Buggibba/Quara is a typical Mediterranean tourist town. It has developed in a strip along the sea shore overlooking St Pauls Bay. The temple is in the grounds of a hotel called the New Dolmen. I drove up and down the seafront looking for this hotel but was unable to find it. I eventually parked the car and walked along the sea front. The hotel faces the sea but doesn't open out onto the shore side road, its quite easy to find, just look for the biggest, ugliest hotel on the strip, and then march on in through the glass, marble and gold foyer, through the bar and out onto a patio area where you'll find all of the usual suspects laying around the pool on their sun beds oblivious to the Megalithic wonder in their midst.

The temple has been incorporated into the hotel grounds and on the day I visited it was being used as a sanctuary/hangout for teenagers escaping from their over-oiled, overweight, g-string be-decked parents. The uprights and lintel of the temple entrance are present and give the temple an air of authenticity, but apart from that there are a number of low walls and a few large stones but it is difficult to visualise what the original structure must have looked like from these meagre remains.

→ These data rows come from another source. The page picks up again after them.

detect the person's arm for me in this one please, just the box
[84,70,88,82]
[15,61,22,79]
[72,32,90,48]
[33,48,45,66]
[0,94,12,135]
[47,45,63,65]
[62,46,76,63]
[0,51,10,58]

It's worth thinking about the closeness of the sea and the role it may have played in the choice of site for the temple builders. The sea is only a couple of dozen yards away from the temple. This part of the bay forms a natural harbour within a harbour. The view to the North West is interesting as it looks over to Saint Paul's island and the coast beyond. This may be significant to the location of the temple when you consider that the wonderful temples of Hagar Qim and Mnajdra also overlook an island. However the temple entrance is orientated to face inland (south-south-west). This view is completely obscured by the hotel and town. Another indicator that the sea may be linked to this temple is the lintel stone with carved fish along it. The stone was discovered during the excavation of the temple and is now on display in the museum in Valletta.